CBC: I think so many people will remember that march [in 2019], ten thousand people in the street. So many of them were high school students at the time. Do you think those people are going to be engaged still?

Julia Sampson: I think they are. I think one of the things that I feel most proud about, about our work with climate strikes is that we really were able to engage youth. And even though, at that time, a lot of us weren't able to vote, we now are.

Robert Short/CBC
Robert Short/CBC

Willa Fisher: We can't just vote and believe that that is going to solve everything, because even politicians who have completely good intentions and really believe in everything that we believe in may not be able to make the changes that they want, that we want. Because it is in a corrupt system and we always have to be pushing for more and always have to be remembering that we have to do more all the time.
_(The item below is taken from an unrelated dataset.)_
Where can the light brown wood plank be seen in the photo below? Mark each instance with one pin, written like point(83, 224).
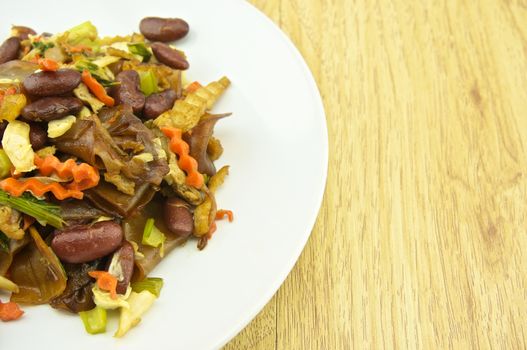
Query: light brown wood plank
point(421, 241)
CBC: Maybe we could go into that a bit more. When you say a corrupt system, what do you mean?

Robert Short/CBC
Robert Short/CBC

Willa Fisher: Just the effort that it takes to do anything good in the system to make any changes. Positive changes, really big changes … when we went to the Bill 213 discussions, talking to some of those politicians … they want to make changes. But it's really a lot of work. And just the fact that it takes that much effort to do something which shouldn't really take that much effort. Just the fact that it is that much work is already proof that the system doesn't work. It shouldn't be this hard to make change for the better.

CBC: Does that discourage you?

Julia Sampson: Yeah, yeah, a lot. That day when we were in the legislature, I was like, oh my goodness, I'm doing my part. I'm able to actually speak to the people who are making change. I left that day not feeling any better. I felt like they weren't listening.

CBC: But despite that discouraging experience, you're all still encouraging people to vote.

Willa Fisher: Yeah, I think there's a certain amount to say that, you know, just because we don't agree with the system does not mean that we shouldn't still try to participate in any positive way that we can.